Access Control System¶
The access controls system allows for a flexible configuration of rules to allow, block or exclude access to individual urls by longest-prefix match.
Access Control Files (.aclj)¶
Access controls are set in one or more access control JSON files (.aclj), sorted in reverse alphabetical order. To determine the best match, a binary search is used (similar to CDXJ) lookup and then the best match is found forward.
An .aclj file may look as follows:
org,httpbin)/anything/something - {"access": "allow", "url": "http://httpbin.org/anything/something"}
org,httpbin)/anything - {"access": "exclude", "url": "http://httpbin.org/anything"}
org,httpbin)/ - {"access": "block", "url": "httpbin.org/"}
com, - {"access": "allow", "url": "com,"}
Each JSON entry contains an access
field and the original url
field that was used to convert to the SURT (if any).

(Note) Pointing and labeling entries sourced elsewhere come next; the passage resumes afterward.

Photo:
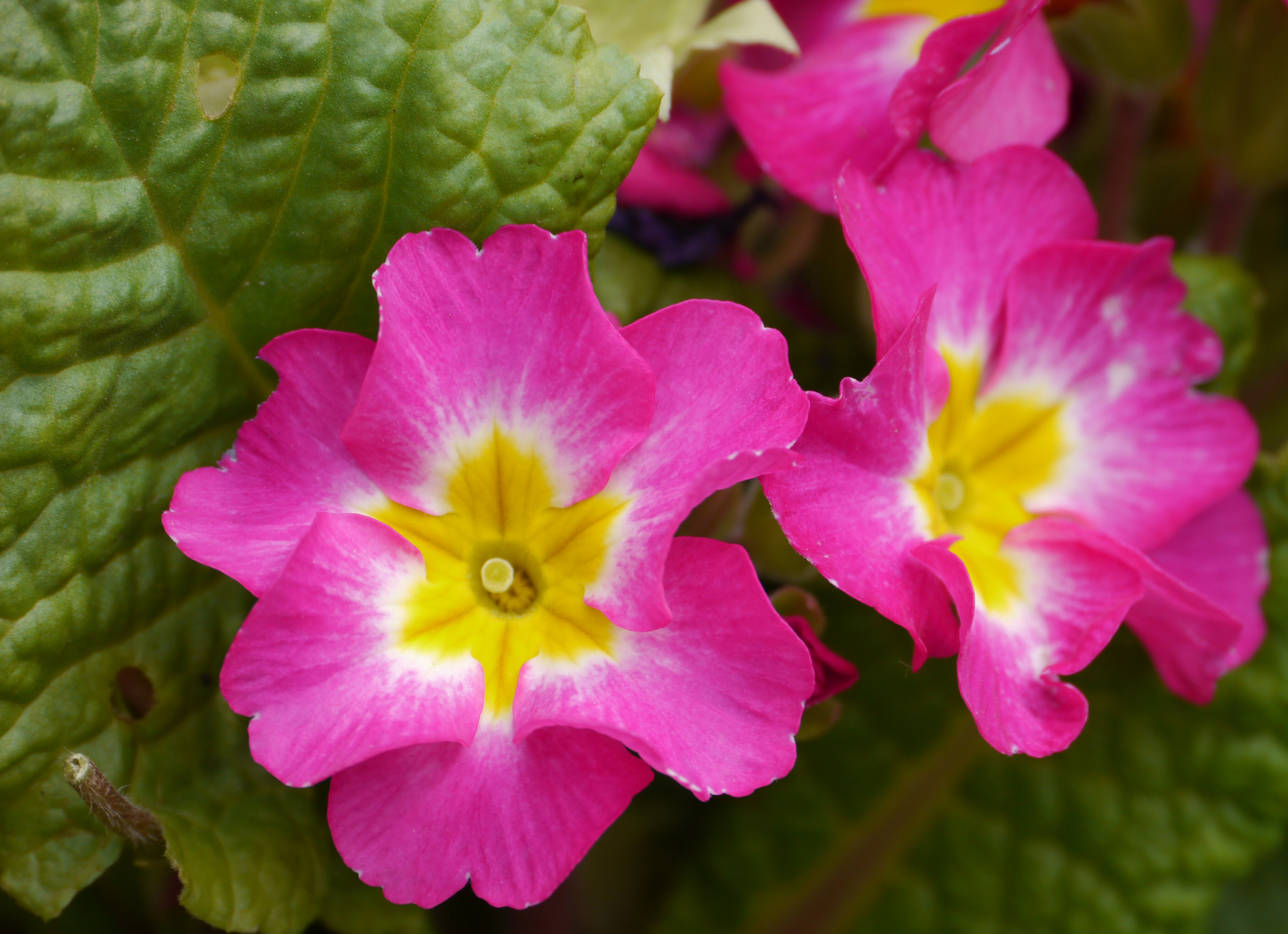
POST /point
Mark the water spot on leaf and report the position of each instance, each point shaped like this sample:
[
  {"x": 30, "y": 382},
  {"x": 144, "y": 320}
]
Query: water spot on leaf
[
  {"x": 135, "y": 695},
  {"x": 217, "y": 83}
]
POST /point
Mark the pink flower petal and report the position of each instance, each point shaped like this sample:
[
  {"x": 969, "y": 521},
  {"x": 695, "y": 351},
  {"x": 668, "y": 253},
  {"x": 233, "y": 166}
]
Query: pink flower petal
[
  {"x": 1018, "y": 95},
  {"x": 832, "y": 673},
  {"x": 1146, "y": 453},
  {"x": 508, "y": 335},
  {"x": 511, "y": 817},
  {"x": 1189, "y": 637},
  {"x": 317, "y": 662},
  {"x": 961, "y": 230},
  {"x": 1074, "y": 598},
  {"x": 713, "y": 700},
  {"x": 727, "y": 410},
  {"x": 827, "y": 108},
  {"x": 849, "y": 509},
  {"x": 247, "y": 516},
  {"x": 664, "y": 186},
  {"x": 1224, "y": 555}
]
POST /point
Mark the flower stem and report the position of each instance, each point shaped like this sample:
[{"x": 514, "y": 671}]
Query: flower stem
[{"x": 114, "y": 809}]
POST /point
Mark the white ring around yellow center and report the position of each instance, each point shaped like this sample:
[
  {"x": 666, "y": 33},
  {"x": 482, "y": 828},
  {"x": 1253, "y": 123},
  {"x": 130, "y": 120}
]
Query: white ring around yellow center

The prefix consists of a SURT key and a -
(currently reserved for a timestamp/date range field to be added later)
Given these rules, a user would:
* be allowed to visit http://httpbin.org/anything/something
(allow)
* but would receive an ‘access blocked’ error message when viewing http://httpbin.org/
(block)
* would receive a 404 not found error when viewing http://httpbin.org/anything
(exclude)
Access Types: allow, block, exclude¶
The available access types are as follows:
exclude
- when matched, results are excluded from the index, as if they do not exist. User will receive a 404.block
- when matched, results are not excluded from the index, marked withaccess: block
, but access to the actual is blocked. User will see a 451allow
- full access to the index and the resource.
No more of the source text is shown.